Tricky brought up to me that we need to somehow separate some of the power away from the validators. I’ll shortly paraphrase:

  1. he says the problem with forming two bodies is that the validators are the default executor of the chain.
  2. He claims that the power of Governators would “pale” in comparison to the validator.
  3. Furthermore, “if there is overlap then the actual diversity of the representation will be an issue.”

I think these are valuable rejections to my former idea, yet the concept of checks and balances still stands.

I have an idea, to solve his proposed objections:

  • The concern centered around overlap is not readily tackled. In theory, emplacing a system of blocklisting would stop cross-partisan participation, although a member from either cameral can create a separate address.
  • The solution we incentivize the validator chamber and general assembly members alike to cross-identify themselves.
  • After doing so, we raise the proletariat general assembly members that are not cross-identified to an external smaller council of governators. In the Council of Governators we require a minimum self-bond that can be burned by the constituent general assembly and validator chamber if the council is malfeasant.
  • This Council will function democratically and inherit the sole responsibility of halting the chain along side validators. Now the threat between the aristocratic validator chamber, timocratic proletariat general assembly, and democratic meritocracy is equal.
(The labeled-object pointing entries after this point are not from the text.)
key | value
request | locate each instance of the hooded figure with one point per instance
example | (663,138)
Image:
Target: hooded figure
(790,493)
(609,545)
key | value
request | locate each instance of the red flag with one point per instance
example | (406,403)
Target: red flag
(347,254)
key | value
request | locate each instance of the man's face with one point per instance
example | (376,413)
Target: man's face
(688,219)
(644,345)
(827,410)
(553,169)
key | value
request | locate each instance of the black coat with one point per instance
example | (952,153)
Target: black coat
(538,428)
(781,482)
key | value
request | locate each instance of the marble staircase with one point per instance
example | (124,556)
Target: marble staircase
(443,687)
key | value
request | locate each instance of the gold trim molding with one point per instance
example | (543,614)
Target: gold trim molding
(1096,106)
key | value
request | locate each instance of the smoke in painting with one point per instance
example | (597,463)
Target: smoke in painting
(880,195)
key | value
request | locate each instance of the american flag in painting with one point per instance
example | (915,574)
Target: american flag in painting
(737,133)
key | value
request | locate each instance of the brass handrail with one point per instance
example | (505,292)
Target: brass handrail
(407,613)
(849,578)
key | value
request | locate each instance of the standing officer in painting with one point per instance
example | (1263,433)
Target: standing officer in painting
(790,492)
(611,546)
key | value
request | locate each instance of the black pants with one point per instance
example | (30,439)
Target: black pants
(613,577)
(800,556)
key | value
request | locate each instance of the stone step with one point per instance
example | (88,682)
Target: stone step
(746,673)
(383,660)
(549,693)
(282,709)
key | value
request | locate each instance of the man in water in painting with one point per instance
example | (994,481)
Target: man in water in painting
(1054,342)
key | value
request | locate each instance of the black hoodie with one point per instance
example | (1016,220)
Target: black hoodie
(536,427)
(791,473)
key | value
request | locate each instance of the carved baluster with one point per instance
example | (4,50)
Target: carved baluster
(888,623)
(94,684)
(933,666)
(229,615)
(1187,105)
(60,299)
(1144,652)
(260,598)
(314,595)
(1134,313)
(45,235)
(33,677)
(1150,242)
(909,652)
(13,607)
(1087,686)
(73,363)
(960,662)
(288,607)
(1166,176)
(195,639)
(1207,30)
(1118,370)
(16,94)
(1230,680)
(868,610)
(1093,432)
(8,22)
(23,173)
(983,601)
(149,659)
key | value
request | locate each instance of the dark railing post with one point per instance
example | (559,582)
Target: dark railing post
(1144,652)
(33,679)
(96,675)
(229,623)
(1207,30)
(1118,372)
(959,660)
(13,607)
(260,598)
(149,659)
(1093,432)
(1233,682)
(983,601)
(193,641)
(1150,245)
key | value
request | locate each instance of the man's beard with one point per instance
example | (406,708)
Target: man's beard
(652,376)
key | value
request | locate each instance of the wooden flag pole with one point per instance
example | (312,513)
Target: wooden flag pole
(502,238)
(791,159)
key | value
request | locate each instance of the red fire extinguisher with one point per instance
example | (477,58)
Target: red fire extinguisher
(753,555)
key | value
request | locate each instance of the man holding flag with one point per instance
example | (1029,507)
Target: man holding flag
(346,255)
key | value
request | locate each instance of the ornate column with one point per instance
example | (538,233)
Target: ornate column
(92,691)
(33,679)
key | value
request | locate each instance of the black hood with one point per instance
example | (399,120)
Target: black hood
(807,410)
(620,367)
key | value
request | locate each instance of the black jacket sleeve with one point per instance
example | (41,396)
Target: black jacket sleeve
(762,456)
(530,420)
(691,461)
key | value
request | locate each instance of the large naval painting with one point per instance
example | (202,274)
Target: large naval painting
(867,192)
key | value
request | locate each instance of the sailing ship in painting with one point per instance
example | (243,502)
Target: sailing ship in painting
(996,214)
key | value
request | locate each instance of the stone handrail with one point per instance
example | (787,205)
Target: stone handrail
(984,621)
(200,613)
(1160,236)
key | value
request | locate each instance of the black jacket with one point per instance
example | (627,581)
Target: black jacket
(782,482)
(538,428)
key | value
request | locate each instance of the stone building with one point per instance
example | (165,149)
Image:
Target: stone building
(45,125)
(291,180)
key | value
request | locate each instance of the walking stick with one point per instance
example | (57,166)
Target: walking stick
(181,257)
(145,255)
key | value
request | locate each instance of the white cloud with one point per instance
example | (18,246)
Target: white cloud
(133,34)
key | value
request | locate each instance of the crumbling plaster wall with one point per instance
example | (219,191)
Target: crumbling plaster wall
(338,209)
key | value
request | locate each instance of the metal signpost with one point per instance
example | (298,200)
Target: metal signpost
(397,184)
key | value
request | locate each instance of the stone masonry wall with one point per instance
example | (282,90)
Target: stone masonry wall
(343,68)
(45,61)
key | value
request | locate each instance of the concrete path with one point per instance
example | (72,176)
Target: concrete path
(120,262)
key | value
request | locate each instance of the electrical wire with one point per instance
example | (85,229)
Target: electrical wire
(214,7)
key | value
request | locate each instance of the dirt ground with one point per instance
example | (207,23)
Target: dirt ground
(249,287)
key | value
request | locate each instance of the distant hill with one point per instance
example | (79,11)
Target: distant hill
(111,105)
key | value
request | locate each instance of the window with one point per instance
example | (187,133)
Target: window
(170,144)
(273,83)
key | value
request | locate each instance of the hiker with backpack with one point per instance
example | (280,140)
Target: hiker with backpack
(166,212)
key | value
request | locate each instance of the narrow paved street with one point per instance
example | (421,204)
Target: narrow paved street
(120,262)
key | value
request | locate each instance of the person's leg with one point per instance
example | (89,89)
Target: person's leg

" Validators/Technical (Executive) - has veto power over Legislative by refusing to continue validation.
Governators (Legislative) - has veto power over technical by slashing mechanics."

I really like this idea, a question for you sir: how do you plan on halting validator participation in the Legislative?

As far as the Suggested system section you have some good contributions here!

Modifier 1: I would ask do we want to punish individuals for not participating in government? If we do it might enforce the system to demagoguery.

Modifier 2: I believe this concept to be more in line with an effectual and well-functioning system because governors should be active members of the administration.

Modifier 3: I think we stay away from measuring good votes or bad votes due to the subjective nature of politics.

I’m passionately against a cap in the governator or general assembly. The assembly should represent the polity, that is to say, the middle-class proletariat, and in doing so needs to be open to all.

I am not sure that we need to prevent this. Currently, validators perform both roles, and this would be a division of specialty. If a validator wants to perform both roles, they can, but would either be a larger validator company or do both below the standard of a specialized validator, leading to those that specialize dominating.
Your self-identifying idea above is interesting, but being a member of the smaller council would itself be an incentive, so I think would be very hard to balance. Assuming that the self-bond would be substantial and burned if it was detected that the council member was raised under false pretenses. Who burns here, the peers? Giving that ability seems ripe for abuse if it is a simpler process than the social slashing of a validator. I think this should be the 3rd global house, not just the internal chain membership.

Modifier 1 wouldn’t be non-participation in governance but any transactions. I originally put governance transactions before posting but had similar concerns.

I do think that some metric is needed. Modifier 3 should, in theory, be driven by active user participation, but as we see at the moment, users are driven by convenience (prominently displayed validators get delegations) and slightly by finance (lower Commission/airdrop/slash protection validators get some increases). The problem is that the optimal governor return would be obtained from blindly voting yes on every proposal - which is a similar issue to what we may have now.

I didn’t mean a cap in numbers here, I meant a cap in voting power that a single governor can bring to bear. Otherwise, you can have a dictatorship by consent, which becomes hard to remove without input from the other house. May as well start off by limiting the power a single governor can hold.